Spicy chicken is also a very high-end dish, but as long as the ingredients are ready, it is actually a so easy dish. Take good care of things and practice.
2.
Cut the chicken into small pieces, sprinkle some salt, and marinate for about 30 minutes. If you have plenty of time, try to marinate it for a while. When stir-frying, the salt added is floating on the surface of the chicken, and the taste of the inside of the chicken is entirely marinated. If you don’t think there are too many bones in the whole chicken, you can also use all chicken wings to make it.
3.
Pour a larger amount of oil into the pot, bring to a boil on high heat, pour the chicken in for about one minute and then take it out of the pot. The oil is easy to splash when the chicken is out of the pan. It is recommended to drain the chicken as much as possible, and then use a pot cover to cover your face when it is out of the pan. After all, you still need your face.
4.
After the chicken is allowed to cool a little, put it in the pot and fry it again on high heat.
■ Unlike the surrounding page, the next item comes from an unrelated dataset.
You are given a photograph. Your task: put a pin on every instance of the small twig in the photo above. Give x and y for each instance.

After the surface is golden brown, it will be out of the pot. If the chicken is fried for a long time, it will become very dead, so to keep the texture of the outside crispy and tender inside to the utmost extent, you need to quickly fry it twice with high fire.
5.
Pour an appropriate amount of oil into the pot, a little more than ordinary dishes, just use the oil from the fried chicken just now. Pour in dried chili, pepper, and green onion, ginger and garlic in turn over low heat, and stir fry until fragrant.
Tips:
The spicy chicken in the restaurant has a very important seasoning-MSG, which not only enhances the taste of spicy chicken, but also adds a sweet taste after being spicy. But because I have never used MSG, I didn't add it. If you don't mind, sprinkle some MSG before serving, turn the pan twice, the taste will be closer to the restaurant's style.